Le dernier moment du cycle, avec Ludivine Bantigny, nous a également permis de revenir sur ce processus de fascisation. C’est-à-dire sur les éléments de continuité et de discontinuité que la situation actuelle entretient avec le développement du fascisme. Outre ce débat théorique clef pour comprendre comment la situation pourrait évoluer, nous avons également tenté d’influer dessus en posant la difficile question de « quel antifascisme ? » Poser cette question est avant tout poser la question de l’unification de la classe en vue de la prise du pouvoir. Notre antifascisme ne peut donc être séparé de la lutte sociale, de la lutte contre les oppressions spécifiques, et implique une politique de front unique actualisée au vu de l’affaiblissement du mouvement ouvrier traditionnel. Elle doit en outre être articulée avec une démarche transitoire permettant de faire passer des caps à la conscience de classe. Mais le temps où le mouvement ouvrier et l’extrême droite évoluait sans interagir est maintenant révolu, et l’ensemble de notre activité implique désormais un travail spécifique contre l’extrême droite. Un travail politique, un travail de mobilisation mais également un travail d’auto-défense.

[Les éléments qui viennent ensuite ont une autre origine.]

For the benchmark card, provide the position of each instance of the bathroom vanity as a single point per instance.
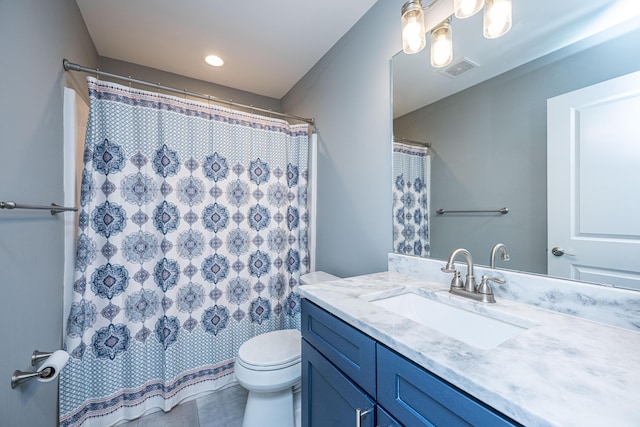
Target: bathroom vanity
(373, 362)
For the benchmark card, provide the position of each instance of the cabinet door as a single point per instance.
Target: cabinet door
(383, 419)
(353, 352)
(329, 398)
(416, 397)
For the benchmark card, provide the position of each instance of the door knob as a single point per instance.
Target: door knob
(558, 251)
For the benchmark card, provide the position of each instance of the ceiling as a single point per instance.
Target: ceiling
(280, 39)
(539, 27)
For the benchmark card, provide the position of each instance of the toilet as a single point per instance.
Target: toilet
(269, 367)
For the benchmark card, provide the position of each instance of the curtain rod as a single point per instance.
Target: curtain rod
(411, 141)
(69, 66)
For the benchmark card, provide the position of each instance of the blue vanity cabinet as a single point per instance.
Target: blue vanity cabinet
(329, 397)
(338, 371)
(383, 419)
(345, 370)
(416, 397)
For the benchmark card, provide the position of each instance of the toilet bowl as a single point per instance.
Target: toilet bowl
(269, 367)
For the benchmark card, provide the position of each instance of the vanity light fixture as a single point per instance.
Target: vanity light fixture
(496, 23)
(441, 44)
(214, 60)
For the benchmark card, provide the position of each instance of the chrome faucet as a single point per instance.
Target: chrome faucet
(470, 289)
(470, 280)
(504, 255)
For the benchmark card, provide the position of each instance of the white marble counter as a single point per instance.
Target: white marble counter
(564, 371)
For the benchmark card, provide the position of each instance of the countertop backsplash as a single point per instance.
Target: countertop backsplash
(598, 303)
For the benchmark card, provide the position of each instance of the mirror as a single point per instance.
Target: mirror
(488, 126)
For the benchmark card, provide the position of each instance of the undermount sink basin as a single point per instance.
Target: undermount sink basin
(477, 329)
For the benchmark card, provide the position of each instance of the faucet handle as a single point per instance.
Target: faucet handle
(449, 268)
(456, 282)
(485, 289)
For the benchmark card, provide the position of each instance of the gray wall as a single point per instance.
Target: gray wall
(348, 92)
(181, 82)
(35, 35)
(489, 151)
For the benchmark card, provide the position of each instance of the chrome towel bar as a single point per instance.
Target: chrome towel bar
(55, 209)
(502, 211)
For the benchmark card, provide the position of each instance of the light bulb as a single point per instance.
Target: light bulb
(497, 18)
(412, 35)
(214, 60)
(413, 31)
(466, 8)
(441, 45)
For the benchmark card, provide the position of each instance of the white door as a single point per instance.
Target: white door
(593, 183)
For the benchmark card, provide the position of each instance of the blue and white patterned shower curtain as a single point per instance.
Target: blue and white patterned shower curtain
(192, 239)
(411, 182)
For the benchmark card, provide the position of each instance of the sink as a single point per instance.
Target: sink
(484, 330)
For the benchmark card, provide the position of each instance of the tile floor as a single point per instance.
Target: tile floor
(223, 408)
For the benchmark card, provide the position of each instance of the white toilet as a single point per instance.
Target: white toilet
(269, 366)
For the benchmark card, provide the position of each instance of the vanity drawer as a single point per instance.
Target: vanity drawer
(416, 397)
(353, 352)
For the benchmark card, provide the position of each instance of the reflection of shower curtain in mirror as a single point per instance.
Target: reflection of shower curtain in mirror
(411, 184)
(192, 238)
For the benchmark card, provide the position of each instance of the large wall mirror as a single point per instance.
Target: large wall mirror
(487, 126)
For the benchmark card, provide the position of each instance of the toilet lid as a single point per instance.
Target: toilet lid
(271, 349)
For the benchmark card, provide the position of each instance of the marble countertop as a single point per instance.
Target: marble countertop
(563, 371)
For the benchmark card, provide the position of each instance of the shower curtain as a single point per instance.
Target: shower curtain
(192, 236)
(411, 185)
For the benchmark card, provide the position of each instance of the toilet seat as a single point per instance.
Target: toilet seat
(271, 351)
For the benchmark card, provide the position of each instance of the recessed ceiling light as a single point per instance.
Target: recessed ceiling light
(214, 60)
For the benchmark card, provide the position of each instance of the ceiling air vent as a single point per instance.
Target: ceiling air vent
(460, 67)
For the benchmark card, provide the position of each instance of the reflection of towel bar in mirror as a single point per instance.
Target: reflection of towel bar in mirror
(55, 209)
(502, 211)
(411, 141)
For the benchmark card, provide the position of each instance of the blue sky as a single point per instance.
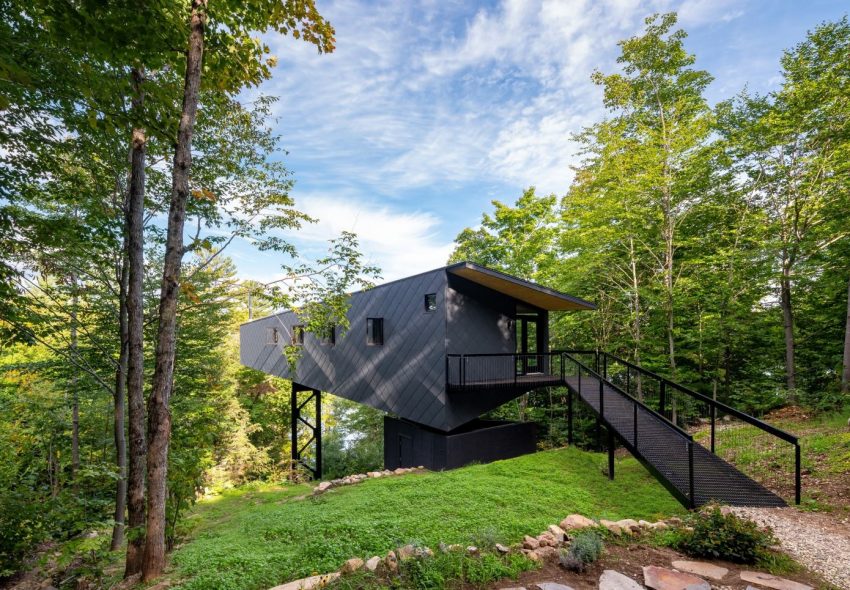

C’est une telle politique que nous entendons mettre en œuvre dans les mois à venir, dès le 18 septembre en participant à ce que le mouvement ouvrier reprenne la main sur les conspirationnistes et autres militants d’extrême droite dans la contestation du pass sanitaire. Dans les mois à venir, en organisant de façon unitaire partout en France des rencontres sociales antifascistes pour contribuer à donner des outils d’analyse et tourner notre camp social vers l’action. En faisant de la lutte contre l’extrême droite et l’autoritarisme macronien un axe central de la prochaine campagne présidentielle dans les urnes avec la candidature de Philippe Poutou, mais aussi dans la rue, en contestant les interventions de l’extrême droite.